To say I am cured of bipolar disorder would be a lie.  What I can say is that it no longer controls my behavior. I still get depressed and even fall victim to suicidal ideation when the events in my existence are not favorable.  However, I am on guard against falling victim to pessimism.  I know the signs that tell me I when need to tread carefully.  Getting too depressed, or finding myself thinking life is not worth living, I know I can come up and out from this abyss, this depression, in my mental landscape, given time.  I need to hang on and will get beyond this glitch.  I always have.  And for me, I look to the calendar because any week, or any month, some minor disturbances or mini manifestations of excess energies or serious torpor can occur in my cycle of ups and downs.  I can handle this by meditating, resting, doing things I love, and avoiding stressors like confronting rude behavior, too much traffic, or too much bad news.  I also know that after a lifetime of experiences — at 78 years old, I marvel at how long I have lasted– the cycle of excitement and disillusion will continue but may be not as severe as previously.  I know without fail that I must be ready to deal with two major downs each year.  The first I attributed to a combination of biology and circumstance from the time my mother was taken from me, and I was raped.
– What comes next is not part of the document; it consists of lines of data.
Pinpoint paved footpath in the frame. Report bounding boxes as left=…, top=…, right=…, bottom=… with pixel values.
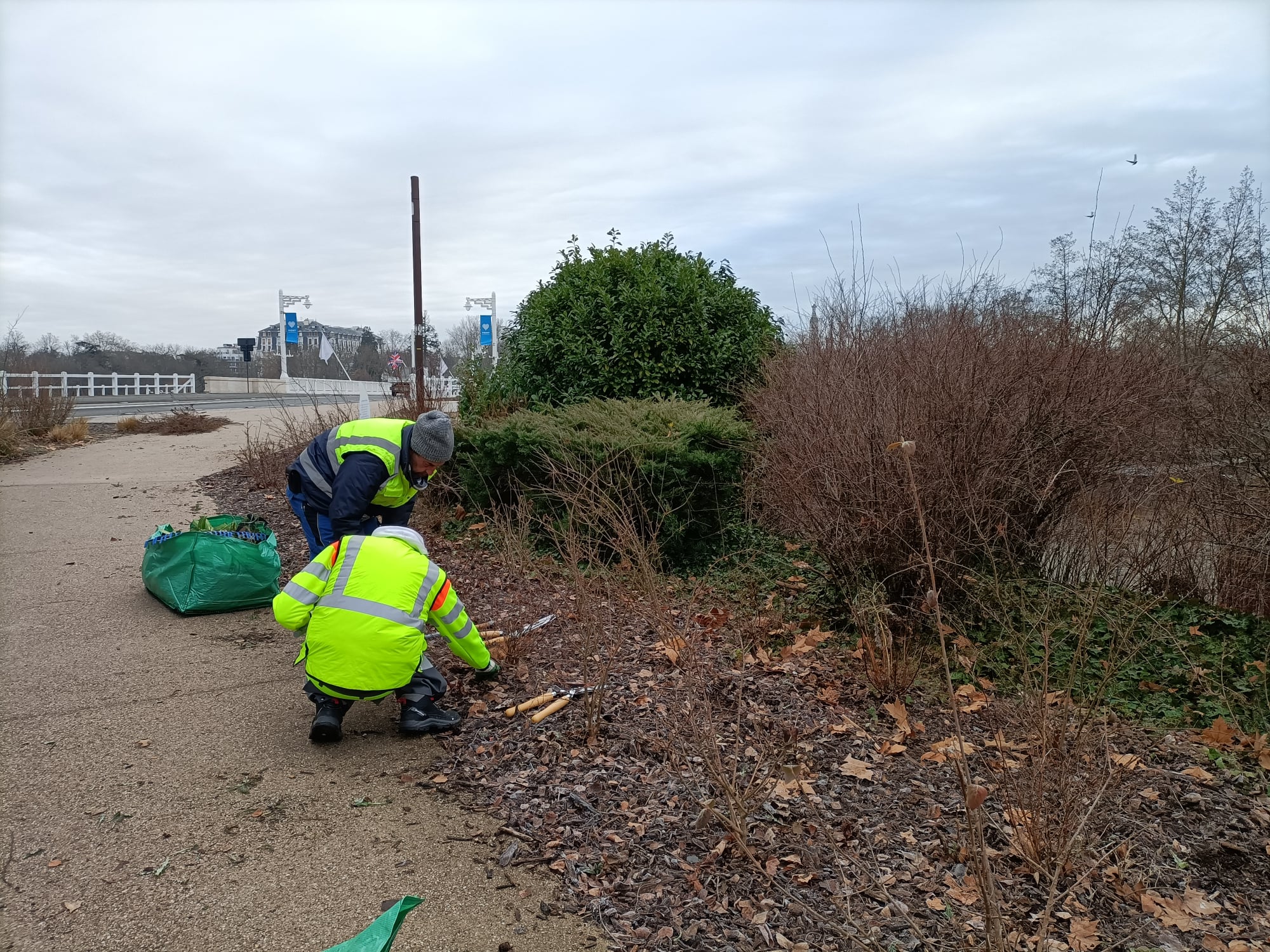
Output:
left=0, top=410, right=593, bottom=952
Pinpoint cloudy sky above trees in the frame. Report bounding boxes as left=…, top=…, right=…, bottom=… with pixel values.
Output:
left=0, top=0, right=1270, bottom=345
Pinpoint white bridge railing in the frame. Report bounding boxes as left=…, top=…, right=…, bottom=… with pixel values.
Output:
left=0, top=371, right=194, bottom=396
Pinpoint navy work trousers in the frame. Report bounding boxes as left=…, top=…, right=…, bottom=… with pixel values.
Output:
left=287, top=486, right=380, bottom=559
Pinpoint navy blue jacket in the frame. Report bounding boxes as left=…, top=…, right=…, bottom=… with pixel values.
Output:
left=287, top=423, right=415, bottom=538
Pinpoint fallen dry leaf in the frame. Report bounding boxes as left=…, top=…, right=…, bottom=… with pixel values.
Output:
left=1182, top=886, right=1222, bottom=915
left=1180, top=767, right=1213, bottom=783
left=1067, top=919, right=1099, bottom=952
left=944, top=873, right=979, bottom=906
left=1199, top=716, right=1234, bottom=748
left=838, top=754, right=872, bottom=781
left=922, top=737, right=974, bottom=763
left=1138, top=892, right=1195, bottom=932
left=881, top=701, right=913, bottom=740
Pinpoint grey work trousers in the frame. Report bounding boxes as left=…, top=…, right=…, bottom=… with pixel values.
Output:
left=305, top=652, right=447, bottom=704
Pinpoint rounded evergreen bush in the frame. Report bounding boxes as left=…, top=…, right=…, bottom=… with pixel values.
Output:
left=494, top=237, right=780, bottom=405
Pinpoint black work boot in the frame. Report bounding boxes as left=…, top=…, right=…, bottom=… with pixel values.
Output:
left=400, top=697, right=464, bottom=734
left=309, top=697, right=353, bottom=744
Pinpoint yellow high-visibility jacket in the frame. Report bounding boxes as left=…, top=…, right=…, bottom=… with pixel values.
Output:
left=273, top=529, right=490, bottom=699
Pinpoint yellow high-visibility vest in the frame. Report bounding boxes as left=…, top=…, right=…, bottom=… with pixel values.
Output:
left=273, top=538, right=489, bottom=698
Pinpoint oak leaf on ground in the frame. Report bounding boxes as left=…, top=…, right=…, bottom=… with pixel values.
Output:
left=838, top=754, right=872, bottom=781
left=1138, top=892, right=1195, bottom=932
left=1182, top=886, right=1222, bottom=915
left=1199, top=715, right=1234, bottom=748
left=1067, top=919, right=1099, bottom=952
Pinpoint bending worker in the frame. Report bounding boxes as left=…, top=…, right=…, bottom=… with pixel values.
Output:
left=273, top=526, right=499, bottom=743
left=287, top=410, right=455, bottom=559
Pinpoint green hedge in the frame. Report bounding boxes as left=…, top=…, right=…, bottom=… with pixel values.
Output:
left=489, top=232, right=780, bottom=406
left=455, top=397, right=753, bottom=569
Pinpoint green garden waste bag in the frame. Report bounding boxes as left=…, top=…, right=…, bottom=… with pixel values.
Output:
left=326, top=896, right=423, bottom=952
left=141, top=515, right=282, bottom=614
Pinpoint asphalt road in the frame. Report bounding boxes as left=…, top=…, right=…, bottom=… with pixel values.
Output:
left=0, top=410, right=594, bottom=952
left=75, top=393, right=357, bottom=421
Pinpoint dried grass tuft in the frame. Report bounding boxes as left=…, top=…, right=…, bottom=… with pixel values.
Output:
left=47, top=416, right=88, bottom=443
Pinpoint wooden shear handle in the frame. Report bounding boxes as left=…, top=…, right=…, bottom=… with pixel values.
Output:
left=530, top=697, right=573, bottom=724
left=503, top=691, right=555, bottom=717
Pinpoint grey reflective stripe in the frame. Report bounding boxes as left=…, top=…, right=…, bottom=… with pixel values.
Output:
left=441, top=600, right=464, bottom=625
left=326, top=428, right=339, bottom=472
left=326, top=439, right=401, bottom=479
left=318, top=594, right=423, bottom=631
left=297, top=449, right=334, bottom=496
left=331, top=536, right=366, bottom=595
left=410, top=560, right=441, bottom=618
left=282, top=581, right=321, bottom=605
left=302, top=560, right=330, bottom=581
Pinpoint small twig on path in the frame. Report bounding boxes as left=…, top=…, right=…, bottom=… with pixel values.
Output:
left=0, top=830, right=22, bottom=892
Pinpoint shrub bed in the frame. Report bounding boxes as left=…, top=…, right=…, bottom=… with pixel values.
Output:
left=455, top=399, right=752, bottom=567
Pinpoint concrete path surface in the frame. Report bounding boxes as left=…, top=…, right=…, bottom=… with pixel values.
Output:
left=0, top=411, right=602, bottom=952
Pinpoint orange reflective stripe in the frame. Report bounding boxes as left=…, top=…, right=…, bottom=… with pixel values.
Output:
left=432, top=579, right=450, bottom=612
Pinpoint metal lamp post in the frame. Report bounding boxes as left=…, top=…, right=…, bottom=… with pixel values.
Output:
left=278, top=288, right=312, bottom=380
left=464, top=291, right=498, bottom=364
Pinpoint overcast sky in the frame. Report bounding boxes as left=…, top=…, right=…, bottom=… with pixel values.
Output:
left=0, top=0, right=1270, bottom=345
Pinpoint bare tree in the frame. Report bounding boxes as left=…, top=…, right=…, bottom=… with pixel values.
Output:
left=442, top=315, right=480, bottom=369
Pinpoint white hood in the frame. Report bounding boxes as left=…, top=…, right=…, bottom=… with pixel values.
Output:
left=371, top=526, right=428, bottom=555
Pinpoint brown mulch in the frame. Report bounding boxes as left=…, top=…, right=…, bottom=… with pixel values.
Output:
left=202, top=470, right=1270, bottom=952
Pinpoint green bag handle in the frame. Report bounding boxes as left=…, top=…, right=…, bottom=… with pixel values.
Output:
left=326, top=896, right=423, bottom=952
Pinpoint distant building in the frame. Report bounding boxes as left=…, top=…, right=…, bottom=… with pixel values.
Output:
left=255, top=321, right=370, bottom=354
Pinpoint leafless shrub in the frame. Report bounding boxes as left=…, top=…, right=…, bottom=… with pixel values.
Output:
left=237, top=401, right=357, bottom=489
left=121, top=406, right=230, bottom=437
left=384, top=377, right=455, bottom=420
left=0, top=390, right=75, bottom=437
left=751, top=282, right=1176, bottom=597
left=486, top=495, right=537, bottom=586
left=0, top=415, right=22, bottom=459
left=851, top=583, right=921, bottom=698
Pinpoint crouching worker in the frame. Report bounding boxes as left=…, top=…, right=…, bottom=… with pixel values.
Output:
left=273, top=526, right=499, bottom=743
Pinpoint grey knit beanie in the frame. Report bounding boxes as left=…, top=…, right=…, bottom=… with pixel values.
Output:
left=410, top=410, right=455, bottom=463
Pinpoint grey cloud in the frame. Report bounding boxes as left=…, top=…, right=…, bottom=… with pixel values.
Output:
left=0, top=0, right=1270, bottom=344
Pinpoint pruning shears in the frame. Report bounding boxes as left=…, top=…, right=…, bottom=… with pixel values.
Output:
left=481, top=614, right=555, bottom=645
left=503, top=684, right=605, bottom=724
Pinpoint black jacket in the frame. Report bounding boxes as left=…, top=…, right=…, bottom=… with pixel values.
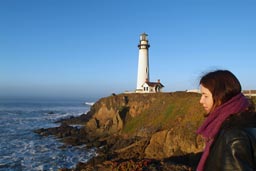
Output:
left=204, top=112, right=256, bottom=171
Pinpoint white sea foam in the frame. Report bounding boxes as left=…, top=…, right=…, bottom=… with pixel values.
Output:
left=0, top=99, right=95, bottom=171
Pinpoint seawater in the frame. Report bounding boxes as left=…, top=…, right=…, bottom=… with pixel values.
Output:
left=0, top=100, right=95, bottom=171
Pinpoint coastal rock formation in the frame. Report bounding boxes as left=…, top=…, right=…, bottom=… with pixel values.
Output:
left=37, top=92, right=204, bottom=170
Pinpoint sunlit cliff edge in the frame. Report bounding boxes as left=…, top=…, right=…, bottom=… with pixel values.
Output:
left=37, top=92, right=255, bottom=170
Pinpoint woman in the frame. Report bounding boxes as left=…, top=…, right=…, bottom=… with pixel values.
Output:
left=197, top=70, right=256, bottom=171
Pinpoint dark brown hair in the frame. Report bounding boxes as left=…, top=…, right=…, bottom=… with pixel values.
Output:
left=200, top=70, right=242, bottom=111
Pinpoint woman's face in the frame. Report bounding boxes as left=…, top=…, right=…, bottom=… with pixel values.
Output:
left=200, top=84, right=213, bottom=113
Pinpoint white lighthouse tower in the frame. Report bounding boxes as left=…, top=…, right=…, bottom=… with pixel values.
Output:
left=136, top=33, right=150, bottom=92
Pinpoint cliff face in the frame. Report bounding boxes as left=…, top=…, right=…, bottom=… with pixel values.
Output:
left=86, top=92, right=204, bottom=159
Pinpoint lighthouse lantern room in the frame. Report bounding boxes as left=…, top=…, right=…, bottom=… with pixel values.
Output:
left=136, top=33, right=164, bottom=93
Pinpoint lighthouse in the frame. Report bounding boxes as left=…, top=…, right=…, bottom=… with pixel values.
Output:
left=136, top=33, right=150, bottom=92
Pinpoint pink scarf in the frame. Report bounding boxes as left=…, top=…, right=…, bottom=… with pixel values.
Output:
left=196, top=93, right=249, bottom=171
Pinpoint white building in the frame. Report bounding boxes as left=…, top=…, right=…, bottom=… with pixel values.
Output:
left=136, top=33, right=164, bottom=93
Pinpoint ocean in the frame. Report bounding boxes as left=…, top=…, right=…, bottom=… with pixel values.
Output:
left=0, top=100, right=95, bottom=171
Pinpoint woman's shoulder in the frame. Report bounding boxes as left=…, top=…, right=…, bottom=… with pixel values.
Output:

This down comes in late January.  Never knowing what day it will occur, but once it hits, I know what it is, and how to guard myself.  The second comes sometime in September, which like the first I believe is also a compound of biology and circumstance.  It is the time of starting school.  Going to school and college were difficult.  I thought myself stupid and uncontrollable.  Perhaps it is an unconscious reliving of the time I wanted to kill my teacher.

 

I take refuge in my love of the creative arts. I love to draw, to write, and to design. While I am not famous, I think of all the great artists who have preceded me.  Da Vinci and van Gogh were thought to be bipolar.  Van Gogh unfortunately gave into his condition and shot himself, while da Vinci lived to be an old man in his time of the Renaissance.  The poet Robert Lowell had mental illness and was hospitalized several times for his depression, but he would reappear to write great verse.  What I encourage for others is that no matter what your passion in life is — to be a chef, a musician, a gardener, or any other great life desire– that you follow your heart.  You are not your illness.  It is a condition to be watchful of, and to know yourself in a way many people do not.  You can survive the non-fatal setbacks of life and the misfortunes you give to yourself.  Cherish the good that lies within the mess of life.